Introduction to Python

Before we begin running any analysis, lets import a few libraries that will be useful during our analysis. We will import pandas and numpy to conduct our data manipulation and analysis and the matplotlib library for visualisations.

import pandas as pd
import numpy as np
import matplotlib as plt
import seaborn as sns
from IPython.core.interactiveshell import InteractiveShell
InteractiveShell.ast_node_interactivity = 'all'

To begin the analysis we will load our dataset using the read_csv function from the pandas library.
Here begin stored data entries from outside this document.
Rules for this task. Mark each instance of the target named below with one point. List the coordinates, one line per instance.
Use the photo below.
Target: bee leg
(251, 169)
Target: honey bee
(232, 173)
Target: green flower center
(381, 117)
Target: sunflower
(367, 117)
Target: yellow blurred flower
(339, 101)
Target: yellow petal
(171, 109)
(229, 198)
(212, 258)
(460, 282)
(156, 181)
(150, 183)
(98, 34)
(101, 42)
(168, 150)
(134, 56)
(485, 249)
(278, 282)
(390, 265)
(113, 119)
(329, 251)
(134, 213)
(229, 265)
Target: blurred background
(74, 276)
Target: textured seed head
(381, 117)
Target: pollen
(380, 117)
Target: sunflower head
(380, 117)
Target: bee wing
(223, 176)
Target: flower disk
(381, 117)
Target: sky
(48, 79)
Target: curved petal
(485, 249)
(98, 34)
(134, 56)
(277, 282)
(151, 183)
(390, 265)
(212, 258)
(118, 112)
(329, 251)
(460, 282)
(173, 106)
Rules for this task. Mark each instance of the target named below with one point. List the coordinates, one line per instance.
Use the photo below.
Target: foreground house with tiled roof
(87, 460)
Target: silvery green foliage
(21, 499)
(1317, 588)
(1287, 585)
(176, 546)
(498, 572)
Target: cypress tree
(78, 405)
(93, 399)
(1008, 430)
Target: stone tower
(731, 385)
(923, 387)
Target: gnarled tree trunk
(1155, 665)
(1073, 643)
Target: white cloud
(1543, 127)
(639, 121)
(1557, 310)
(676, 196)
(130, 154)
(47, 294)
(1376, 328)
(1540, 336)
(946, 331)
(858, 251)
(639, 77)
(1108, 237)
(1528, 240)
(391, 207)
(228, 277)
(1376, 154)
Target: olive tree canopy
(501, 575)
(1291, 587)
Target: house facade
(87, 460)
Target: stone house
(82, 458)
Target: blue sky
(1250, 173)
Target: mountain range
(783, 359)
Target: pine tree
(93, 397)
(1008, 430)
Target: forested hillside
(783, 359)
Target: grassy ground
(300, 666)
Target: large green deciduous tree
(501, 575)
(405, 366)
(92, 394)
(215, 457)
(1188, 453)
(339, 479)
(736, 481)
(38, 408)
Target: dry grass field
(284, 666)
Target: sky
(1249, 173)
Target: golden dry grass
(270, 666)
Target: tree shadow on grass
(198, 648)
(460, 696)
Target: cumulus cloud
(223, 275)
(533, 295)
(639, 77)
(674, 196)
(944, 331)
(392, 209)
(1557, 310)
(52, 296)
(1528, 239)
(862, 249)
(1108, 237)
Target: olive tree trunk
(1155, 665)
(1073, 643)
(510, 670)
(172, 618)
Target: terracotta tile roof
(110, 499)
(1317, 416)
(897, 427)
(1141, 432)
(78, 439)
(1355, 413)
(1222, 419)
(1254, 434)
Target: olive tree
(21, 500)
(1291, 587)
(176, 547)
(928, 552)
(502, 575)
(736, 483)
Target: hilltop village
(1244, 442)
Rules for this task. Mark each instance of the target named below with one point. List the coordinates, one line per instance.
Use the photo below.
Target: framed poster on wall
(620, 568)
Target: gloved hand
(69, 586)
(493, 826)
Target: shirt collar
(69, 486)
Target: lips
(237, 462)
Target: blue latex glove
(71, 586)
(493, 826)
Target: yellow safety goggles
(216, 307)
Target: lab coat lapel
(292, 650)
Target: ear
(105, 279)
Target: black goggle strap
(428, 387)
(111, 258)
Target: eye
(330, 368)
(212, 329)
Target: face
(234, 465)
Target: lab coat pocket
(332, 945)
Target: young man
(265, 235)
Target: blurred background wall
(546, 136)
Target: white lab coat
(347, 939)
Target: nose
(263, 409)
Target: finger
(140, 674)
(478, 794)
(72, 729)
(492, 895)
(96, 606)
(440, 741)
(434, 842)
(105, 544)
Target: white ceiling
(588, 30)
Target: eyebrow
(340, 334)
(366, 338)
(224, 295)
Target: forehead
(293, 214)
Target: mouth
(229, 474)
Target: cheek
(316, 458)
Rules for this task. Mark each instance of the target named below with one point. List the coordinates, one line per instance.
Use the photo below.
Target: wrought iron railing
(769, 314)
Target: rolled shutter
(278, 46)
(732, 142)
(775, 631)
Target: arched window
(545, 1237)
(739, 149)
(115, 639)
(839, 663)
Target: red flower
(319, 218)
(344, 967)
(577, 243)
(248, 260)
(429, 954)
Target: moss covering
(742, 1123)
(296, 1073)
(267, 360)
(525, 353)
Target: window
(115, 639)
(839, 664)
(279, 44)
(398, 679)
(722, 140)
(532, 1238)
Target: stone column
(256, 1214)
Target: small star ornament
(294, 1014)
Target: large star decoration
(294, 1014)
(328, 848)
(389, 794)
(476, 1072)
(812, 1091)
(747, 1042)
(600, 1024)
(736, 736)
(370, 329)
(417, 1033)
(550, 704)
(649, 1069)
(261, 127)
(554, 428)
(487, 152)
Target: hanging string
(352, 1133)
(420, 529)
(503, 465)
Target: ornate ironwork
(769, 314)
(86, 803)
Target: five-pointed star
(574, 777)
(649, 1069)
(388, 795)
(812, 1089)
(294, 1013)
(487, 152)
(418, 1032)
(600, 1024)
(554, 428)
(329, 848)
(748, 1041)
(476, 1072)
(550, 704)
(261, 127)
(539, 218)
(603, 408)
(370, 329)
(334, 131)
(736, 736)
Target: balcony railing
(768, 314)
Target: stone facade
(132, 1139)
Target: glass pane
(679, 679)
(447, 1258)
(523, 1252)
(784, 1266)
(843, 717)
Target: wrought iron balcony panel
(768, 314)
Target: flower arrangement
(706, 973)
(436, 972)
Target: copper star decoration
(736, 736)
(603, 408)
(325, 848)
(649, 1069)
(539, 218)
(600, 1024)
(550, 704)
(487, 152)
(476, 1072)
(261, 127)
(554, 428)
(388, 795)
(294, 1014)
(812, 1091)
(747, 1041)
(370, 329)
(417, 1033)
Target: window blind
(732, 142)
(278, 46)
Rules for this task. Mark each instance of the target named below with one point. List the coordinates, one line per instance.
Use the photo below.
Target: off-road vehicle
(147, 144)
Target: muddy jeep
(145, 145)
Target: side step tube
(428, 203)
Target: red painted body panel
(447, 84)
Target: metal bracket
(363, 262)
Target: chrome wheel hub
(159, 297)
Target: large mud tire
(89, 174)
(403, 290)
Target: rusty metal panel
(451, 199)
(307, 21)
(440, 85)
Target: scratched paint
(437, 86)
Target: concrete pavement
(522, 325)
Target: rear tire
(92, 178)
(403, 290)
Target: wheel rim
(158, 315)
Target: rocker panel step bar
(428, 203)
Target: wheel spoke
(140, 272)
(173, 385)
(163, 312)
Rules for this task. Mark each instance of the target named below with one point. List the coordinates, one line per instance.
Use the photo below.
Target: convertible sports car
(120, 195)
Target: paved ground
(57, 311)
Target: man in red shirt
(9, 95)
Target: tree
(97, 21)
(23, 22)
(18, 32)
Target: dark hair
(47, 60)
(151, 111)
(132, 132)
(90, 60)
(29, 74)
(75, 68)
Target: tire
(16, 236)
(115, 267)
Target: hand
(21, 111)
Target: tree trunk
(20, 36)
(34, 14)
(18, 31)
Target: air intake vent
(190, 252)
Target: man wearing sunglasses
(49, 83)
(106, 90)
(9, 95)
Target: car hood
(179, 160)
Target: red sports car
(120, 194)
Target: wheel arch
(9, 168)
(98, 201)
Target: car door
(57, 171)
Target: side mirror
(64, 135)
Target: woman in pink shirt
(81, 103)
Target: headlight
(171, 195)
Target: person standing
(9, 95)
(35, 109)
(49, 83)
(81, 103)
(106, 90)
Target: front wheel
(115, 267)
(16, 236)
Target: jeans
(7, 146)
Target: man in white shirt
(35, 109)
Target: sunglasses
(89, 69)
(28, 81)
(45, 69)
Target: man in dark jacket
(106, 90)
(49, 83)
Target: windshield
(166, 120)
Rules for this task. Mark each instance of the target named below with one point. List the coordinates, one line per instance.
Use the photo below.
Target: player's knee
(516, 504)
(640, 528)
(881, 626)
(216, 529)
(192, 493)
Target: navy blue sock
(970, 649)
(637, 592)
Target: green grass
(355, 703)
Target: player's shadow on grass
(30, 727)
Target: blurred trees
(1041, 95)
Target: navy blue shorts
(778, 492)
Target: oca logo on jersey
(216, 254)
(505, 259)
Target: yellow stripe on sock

We can then use the head function to preview our data.

data = pd.read_csv("/Users/jonahthomas/R_projects/academic_blog/content/english/post/2021-09-06-introduction-to-data-analysis-in-python/basic_income_dataset_dalia.csv")
data.head()

country_code	uuid	age	gender	rural	dem_education_level	dem_full_time_job	dem_has_children	question_bbi_2016wave4_basicincome_awareness	question_bbi_2016wave4_basicincome_vote	question_bbi_2016wave4_basicincome_effect	question_bbi_2016wave4_basicincome_argumentsfor	question_bbi_2016wave4_basicincome_argumentsagainst	age_group	weight
AT	f6e7ee00-deac-0133-4de8-0a81e8b09a82	61	male	rural	no	no	no	I know something about it	I would not vote	None of the above	None of the above	None of the above	40_65	1.105.534.474
AT	54f0f1c0-dda1-0133-a559-0a81e8b09a82	57	male	urban	high	yes	yes	I understand it fully	I would probably vote for it	A basic income would not affect my work choices	It increases appreciation for household work a…	It might encourage people to stop working	40_65	1.533.248.826
AT	83127080-da3d-0133-c74f-0a81e8b09a82	32	male	urban	NaN	no	no	I have heard just a little about it	I would not vote	‰Û_ gain additional skills	It creates more equality of opportunity	Foreigners might come to my country and take a…	26_39	0.9775919155
AT	15626d40-db13-0133-ea5c-0a81e8b09a82	45	male	rural	high	yes	yes	I have heard just a little about it	I would probably vote for it	‰Û_ work less	It reduces anxiety about financing basic needs	None of the above	40_65	1.105.534.474
AT	24954a70-db98-0133-4a64-0a81e8b09a82	41	female	urban	high	yes	yes	I have heard just a little about it	I would probably vote for it	None of the above	It reduces anxiety about financing basic needs	It is impossible to finance	It might encoura…	40_65

Now we have loaded the data, we can explore some of the variables. For the purpose of demonstration, we will look at age (a numeric variable), gender, rural and dem_full_time_job (categorical variables) using the describe function.

data['age'].describe()
data['gender'].describe()
data['rural'].describe()
data['dem_full_time_job'].describe()

count    9649.000000
mean       37.712716
std        12.270630
min        14.000000
25%        28.000000
50%        40.000000
75%        46.000000
max        65.000000
Name: age, dtype: float64






count     9649
unique       2
top       male
freq      5094
Name: gender, dtype: object






count      9649
unique        2
top       urban
freq       6878
Name: rural, dtype: object






count     9649
unique       2
top        yes
freq      5702
Name: dem_full_time_job, dtype: object

As we can see above the describe function gives a summary of each variable whether it is numeric or categoric. We can see that there is a total of 9649 responses to the questionnaire with an average respondent age of 37.7 years. 5094 respondents were male, 6878 lived in an urban area and 5702 were in full time employment. Whilst this information is useful to give us a basic understanding of our data, we may also be interested in looking at whether gender has an affect on whether a respondent is employed full time.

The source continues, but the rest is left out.